Publication: Pitch Type Prediction in Major League Baseball
Loading...
Open/View Files
Date
2019-08-23
Authors
Published Version
Published Version
Journal Title
Journal ISSN
Volume Title
Publisher
The Harvard community has made this article openly available. Please share how this access benefits you.
Citation
Plunkett, Ryan. 2019. Pitch Type Prediction in Major League Baseball. Bachelor's thesis, Harvard College.
Abstract
This thesis was first conceived as an extension of previous research done in the realm of the "pitch prediction" problem, defined here as the process by which individuals competing in Major League Baseball contests decide which of their pitches they will throw in a given situation. Prior work suggests that binary classification (i.e. predicting whether an upcoming pitch will be a fastball or non-fastball) is possible, and thus, we hope to improve upon these accuracies and extend the research to multi-class classification systems as well.

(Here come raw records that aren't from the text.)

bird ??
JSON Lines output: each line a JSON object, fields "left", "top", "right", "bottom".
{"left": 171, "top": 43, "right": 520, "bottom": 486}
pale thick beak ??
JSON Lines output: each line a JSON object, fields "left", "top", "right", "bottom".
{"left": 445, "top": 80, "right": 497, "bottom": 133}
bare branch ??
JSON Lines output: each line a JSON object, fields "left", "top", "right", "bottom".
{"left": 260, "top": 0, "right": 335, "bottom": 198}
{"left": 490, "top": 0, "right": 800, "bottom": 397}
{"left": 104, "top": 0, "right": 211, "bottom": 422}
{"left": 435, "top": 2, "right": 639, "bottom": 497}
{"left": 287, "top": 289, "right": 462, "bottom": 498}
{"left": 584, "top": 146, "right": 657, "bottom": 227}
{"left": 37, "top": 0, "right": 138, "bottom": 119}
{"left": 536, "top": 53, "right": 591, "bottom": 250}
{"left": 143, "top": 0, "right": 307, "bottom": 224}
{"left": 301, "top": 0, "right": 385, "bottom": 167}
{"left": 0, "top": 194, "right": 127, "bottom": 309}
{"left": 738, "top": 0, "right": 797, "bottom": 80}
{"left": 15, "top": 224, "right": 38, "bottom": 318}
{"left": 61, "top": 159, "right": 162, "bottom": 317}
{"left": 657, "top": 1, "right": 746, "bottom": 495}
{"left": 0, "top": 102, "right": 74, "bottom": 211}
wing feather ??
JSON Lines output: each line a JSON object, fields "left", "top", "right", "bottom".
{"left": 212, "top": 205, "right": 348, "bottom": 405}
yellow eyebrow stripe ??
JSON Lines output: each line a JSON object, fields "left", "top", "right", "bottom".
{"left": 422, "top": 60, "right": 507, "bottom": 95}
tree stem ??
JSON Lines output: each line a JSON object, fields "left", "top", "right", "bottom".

Since every pitcher is unique, rather than weighting all observations equally when attempting to make predictions for a specific individual, we instead introduce the idea of "similarity analysis" via kernel-weighting mechanisms, in which pitchers deemed comparable via some metric are leveraged more heavily during the training of our localized models. To identify similar pitchers, we represent individuals as three-dimensional clouds of points based on the physical attributes of their pitches, then apply the Earth Mover's Distance algorithm to obtain a measure of distance before using unsupervised learning to cluster pitchers.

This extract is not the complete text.